Before analyzing the drugs separately, a test for any differences between AD and control groups was performed for all drugs simultaneously with the null hypothesis being that the difference in binding between AD and control are zero for all drugs and brain regions. Differences between brain regions were then tested, for each drug separately, by specifying a contrast matrix containing all differences of interest and performing a simultaneous test where the null hypothesis was that all contrasts are simultaneously equal to zero. Simultaneous 95% confidence intervals (CI) and multiplicity adjusted p-values were obtained using the multcomp package62 based on the joint multivariate normal distribution of the specific contrasts. This procedure takes the correlations between the test statistics into account and is less conservative and more powerful than the traditional Bonferroni method. The contrasts are differences in mean values on the log-scale, which were converted to ratios by anti-logging the contrasts and the corresponding confidence limits.
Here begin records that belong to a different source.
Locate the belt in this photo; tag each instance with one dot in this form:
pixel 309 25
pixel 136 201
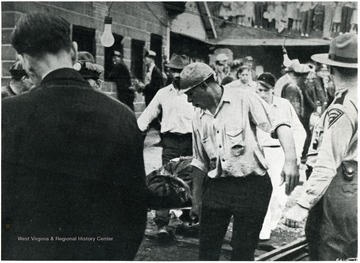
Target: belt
pixel 176 135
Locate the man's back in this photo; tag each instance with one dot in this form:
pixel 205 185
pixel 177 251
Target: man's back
pixel 72 167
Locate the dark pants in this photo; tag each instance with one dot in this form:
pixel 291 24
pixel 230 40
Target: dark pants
pixel 247 200
pixel 174 145
pixel 259 12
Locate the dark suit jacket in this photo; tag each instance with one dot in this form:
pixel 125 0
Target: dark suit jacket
pixel 156 83
pixel 72 167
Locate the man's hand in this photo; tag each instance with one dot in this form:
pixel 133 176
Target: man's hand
pixel 195 211
pixel 295 216
pixel 290 175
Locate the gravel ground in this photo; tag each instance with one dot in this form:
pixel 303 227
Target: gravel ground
pixel 184 245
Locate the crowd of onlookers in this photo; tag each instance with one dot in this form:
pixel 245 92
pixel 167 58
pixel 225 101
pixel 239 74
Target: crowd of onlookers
pixel 308 87
pixel 299 17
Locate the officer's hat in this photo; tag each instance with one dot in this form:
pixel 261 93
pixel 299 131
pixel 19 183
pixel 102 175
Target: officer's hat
pixel 267 80
pixel 150 54
pixel 342 52
pixel 177 62
pixel 117 53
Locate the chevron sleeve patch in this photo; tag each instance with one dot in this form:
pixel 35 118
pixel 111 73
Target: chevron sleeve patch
pixel 334 115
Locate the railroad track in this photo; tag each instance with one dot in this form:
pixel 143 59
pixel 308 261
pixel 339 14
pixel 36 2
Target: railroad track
pixel 294 251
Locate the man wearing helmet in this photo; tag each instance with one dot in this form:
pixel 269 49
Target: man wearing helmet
pixel 229 175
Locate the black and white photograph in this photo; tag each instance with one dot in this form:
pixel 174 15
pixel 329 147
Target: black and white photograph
pixel 179 131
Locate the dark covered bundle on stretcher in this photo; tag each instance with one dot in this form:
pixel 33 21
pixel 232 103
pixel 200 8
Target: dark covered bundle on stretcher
pixel 170 185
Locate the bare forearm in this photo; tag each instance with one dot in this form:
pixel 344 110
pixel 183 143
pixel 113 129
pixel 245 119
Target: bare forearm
pixel 198 177
pixel 286 139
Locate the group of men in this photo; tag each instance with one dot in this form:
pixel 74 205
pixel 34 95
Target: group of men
pixel 72 157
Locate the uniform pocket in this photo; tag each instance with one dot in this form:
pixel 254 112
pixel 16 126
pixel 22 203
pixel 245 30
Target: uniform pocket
pixel 236 143
pixel 209 148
The associations between protein levels and the fraction of unbound drug were analyzed using linear mixed effects models. Replicate data on the individual level were averaged and models containing random intercepts for each individual were fitted with adjustment for brain region and post-mortem interval in hours. The 95% confidence intervals for the predicted fraction of unbound drug conditioned protein levels were obtained using a parametric bootstrap procedure in which 200 new sets of responses were simulated from the model with the random effects being generated from normal distributions with mean values and standard deviations (SD) based on those estimated from the models. The coefficient of determination (R2) was calculated according to Equation 30 in the paper by Nakagawa and Schielzeth, who define R2 as the fraction of the total variance that is explained by the variance of the fixed effects63.